Traum von Geld und Frauen

Nur ein paar Straßenblöcke davon entfernt hatten Kiss im Jahr 1973 ihren ersten Auftritt absolviert – vor etwa zehn Leuten. Seine damalige Freundin sowie die Frau von Schlagzeuger Peter Criss und ein paar Freunde seien im Popcorn Pub im Stadtteil Queens dabei gewesen, erzählte Simmons im dpa-Interview zum 50. Bandjubiläum. Die Kostüme und das Make-up von Simmons, Criss, Sänger und Gitarrist Paul Stanley und Leadgitarrist Ace Frehley waren damals noch spärlich.

Gemeinsam mit Stanley hatte Simmons zunächst die Band Wicked Lester gegründet, die sogar schon Songs für ein geplantes Album aufnahm, das jedoch nie erschien. Simmons und Stanley gründeten eine neue Band und planten Spektakuläres. Von Beginn an verband das Duo Ehrgeiz und Hartnäckigkeit, dieser unbedingte Wille, berühmte Rock’n’Roll-Stars zu werden. In späteren Interviews verriet Simmons immer wieder unverblümt, was seine Motivation gewesen sei – nicht etwa die Musikleidenschaft, sondern Geld und Frauen.

Von Israel in die USA

Wie Stanley kommt Simmons aus einer jüdischen Familie. Als Chaim Witz wurde er am 25. August 1949 in Haifa geboren. Seine aus Ungarn stammende Mutter Flora Klein hatte die Konzentrationslager der Nazis in Ravensbrück, Flossenbürg und Mauthausen überlebt, bevor sie nach Israel emigrierte. Das hatten Recherchen der »Bild« ergeben. Als Simmons vor zwei Jahren die entsprechenden Dokumente zu sehen bekam, kämpfte der sonst so coole Rockstar mit den Tränen.

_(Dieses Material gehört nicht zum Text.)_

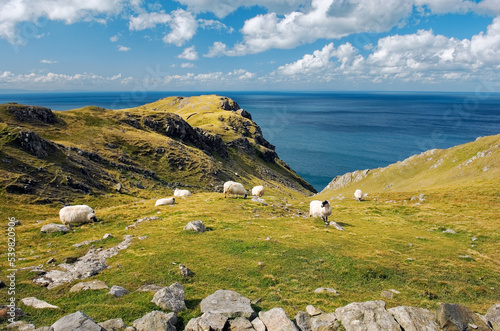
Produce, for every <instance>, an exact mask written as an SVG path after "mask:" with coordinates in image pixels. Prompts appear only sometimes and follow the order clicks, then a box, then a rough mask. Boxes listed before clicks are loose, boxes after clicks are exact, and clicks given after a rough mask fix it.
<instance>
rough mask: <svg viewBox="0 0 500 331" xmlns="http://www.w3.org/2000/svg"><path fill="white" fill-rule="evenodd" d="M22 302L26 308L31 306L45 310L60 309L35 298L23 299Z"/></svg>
mask: <svg viewBox="0 0 500 331" xmlns="http://www.w3.org/2000/svg"><path fill="white" fill-rule="evenodd" d="M21 301H22V303H24V304H25V305H26V306H30V307H33V308H36V309H44V308H51V309H59V307H57V306H54V305H51V304H50V303H47V302H45V301H43V300H39V299H37V298H35V297H28V298H23V299H21Z"/></svg>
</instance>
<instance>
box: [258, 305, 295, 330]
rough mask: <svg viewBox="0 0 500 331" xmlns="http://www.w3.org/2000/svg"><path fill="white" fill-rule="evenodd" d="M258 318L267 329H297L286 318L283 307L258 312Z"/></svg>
mask: <svg viewBox="0 0 500 331" xmlns="http://www.w3.org/2000/svg"><path fill="white" fill-rule="evenodd" d="M259 318H260V320H261V321H262V323H264V325H265V326H266V328H267V330H268V331H273V330H280V331H298V329H297V327H296V326H295V324H293V322H292V321H291V320H290V319H289V318H288V316H287V315H286V313H285V311H284V310H283V308H273V309H271V310H268V311H266V312H262V311H261V312H259Z"/></svg>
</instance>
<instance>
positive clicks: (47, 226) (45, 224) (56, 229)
mask: <svg viewBox="0 0 500 331" xmlns="http://www.w3.org/2000/svg"><path fill="white" fill-rule="evenodd" d="M69 231H70V230H69V228H68V227H67V226H66V225H63V224H56V223H49V224H45V225H44V226H42V228H41V229H40V232H44V233H56V232H62V233H66V232H69Z"/></svg>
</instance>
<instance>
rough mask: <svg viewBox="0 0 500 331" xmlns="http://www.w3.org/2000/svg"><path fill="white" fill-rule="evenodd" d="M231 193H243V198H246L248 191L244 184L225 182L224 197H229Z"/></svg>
mask: <svg viewBox="0 0 500 331" xmlns="http://www.w3.org/2000/svg"><path fill="white" fill-rule="evenodd" d="M229 194H235V195H243V199H246V197H247V195H248V192H247V190H245V187H244V186H243V184H241V183H237V182H233V181H229V182H225V183H224V198H227V196H228V195H229Z"/></svg>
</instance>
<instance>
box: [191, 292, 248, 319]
mask: <svg viewBox="0 0 500 331" xmlns="http://www.w3.org/2000/svg"><path fill="white" fill-rule="evenodd" d="M200 307H201V312H202V313H206V312H212V313H218V314H222V315H224V316H226V317H227V318H236V317H245V318H248V319H250V318H251V317H253V316H255V312H254V310H253V309H252V306H251V303H250V299H248V298H245V297H244V296H242V295H241V294H239V293H238V292H235V291H229V290H217V291H215V293H213V294H211V295H209V296H208V297H206V298H205V299H203V300H202V301H201V303H200Z"/></svg>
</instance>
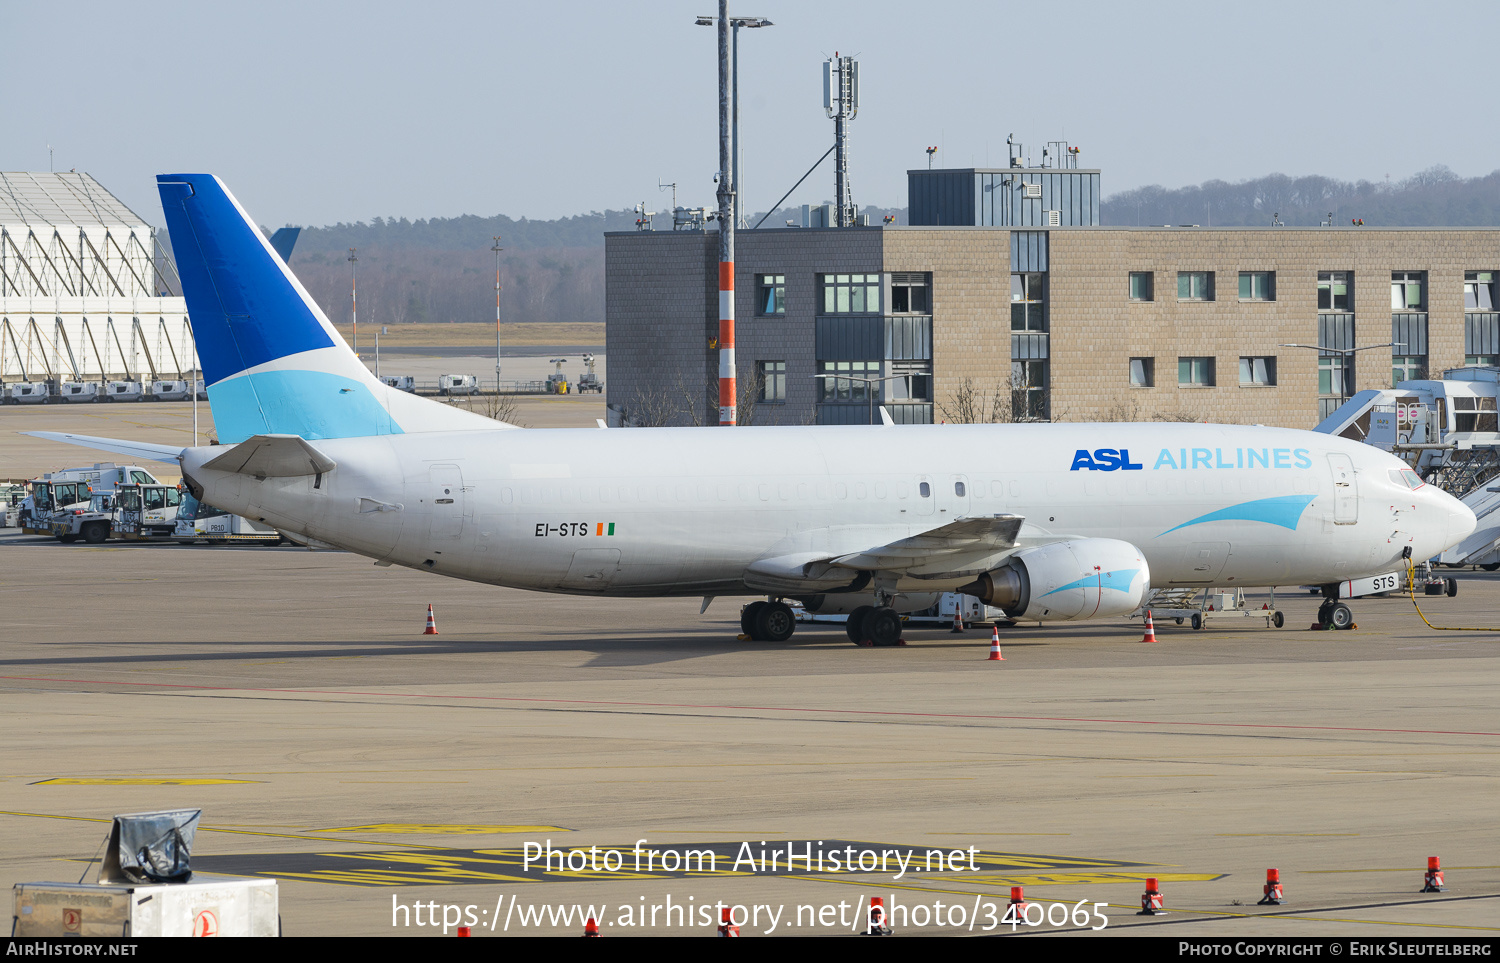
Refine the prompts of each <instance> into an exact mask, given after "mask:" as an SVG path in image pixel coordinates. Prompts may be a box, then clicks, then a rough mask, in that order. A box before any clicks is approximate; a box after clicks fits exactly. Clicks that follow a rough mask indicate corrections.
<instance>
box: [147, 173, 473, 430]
mask: <svg viewBox="0 0 1500 963" xmlns="http://www.w3.org/2000/svg"><path fill="white" fill-rule="evenodd" d="M156 181H157V184H156V186H157V189H159V190H160V195H162V210H163V213H165V214H166V228H168V231H169V233H171V239H172V254H174V257H175V260H177V273H178V276H180V278H181V281H183V297H184V299H186V300H187V318H189V321H190V323H192V332H193V339H195V341H196V347H198V359H199V362H201V365H202V374H204V380H205V381H207V384H208V404H210V405H211V407H213V420H214V426H216V429H217V432H219V441H222V443H225V444H228V443H236V441H243V440H246V438H249V437H252V435H266V434H284V435H300V437H303V438H357V437H365V435H395V434H404V432H411V431H458V429H495V428H502V426H501V425H499V423H496V422H492V420H489V419H484V417H483V416H477V414H471V413H466V411H458V410H455V408H452V407H449V405H441V404H437V402H431V401H426V399H422V398H414V396H411V395H407V393H405V392H396V390H393V389H389V387H387V386H384V384H381V383H380V381H378V380H377V378H375V377H374V375H371V372H369V369H366V368H365V365H363V362H360V360H359V359H357V357H356V356H354V353H353V351H350V347H348V345H347V344H344V339H342V338H341V336H339V333H338V332H336V330H335V327H333V326H332V324H330V323H329V320H327V318H326V317H324V314H323V311H321V309H320V308H318V305H317V303H315V302H314V300H312V297H311V296H309V294H308V291H306V290H305V288H303V287H302V284H300V282H299V281H297V278H296V275H293V273H291V270H290V269H288V267H287V263H285V261H284V260H282V258H281V257H279V255H278V254H276V251H275V249H273V248H272V245H270V243H269V242H267V240H266V236H264V234H261V229H260V228H258V226H255V222H254V220H251V217H249V214H246V213H245V208H243V207H240V202H239V201H236V199H234V195H233V193H229V190H228V189H226V187H225V186H223V183H222V181H220V180H219V178H217V177H214V175H211V174H160V175H157V178H156Z"/></svg>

Im Alter von acht Jahren zog er mit seiner Mutter in die USA. Der Vater blieb in Israel und gründete erneut eine Familie. Aus dem kleinen Chaim Witz wurde in Amerika Eugene Klein. Mit Beginn seiner Musikerkarriere benannte er sich dann in Gene Simmons um. So wollte der Rocker, der in seinem Kiss-Kostüm als »The Demon« (der Dämon) auftrat und Feuer und (Kunst-)Blut spuckte, noch amerikanischer klingen.

Streben nach dem amerikanischen Traum

Der in Armut aufgewachsene Simmons verschrieb sich dem »American Dream«. Nachdem ihm mit Kiss der Durchbruch als Rockstar gelungen war, wurde er auch zum erfolgreichen Geschäftsmann. Er machte aus Kiss eine Marke und sorgte dafür, dass das Bandlogo und die ikonischen Bühnenfiguren für Spielzeug, Kleidung und unzählige Produkte lizenziert wurden. Beinharte Fans können sich heute sogar in einem Kiss-Sarg beerdigen lassen.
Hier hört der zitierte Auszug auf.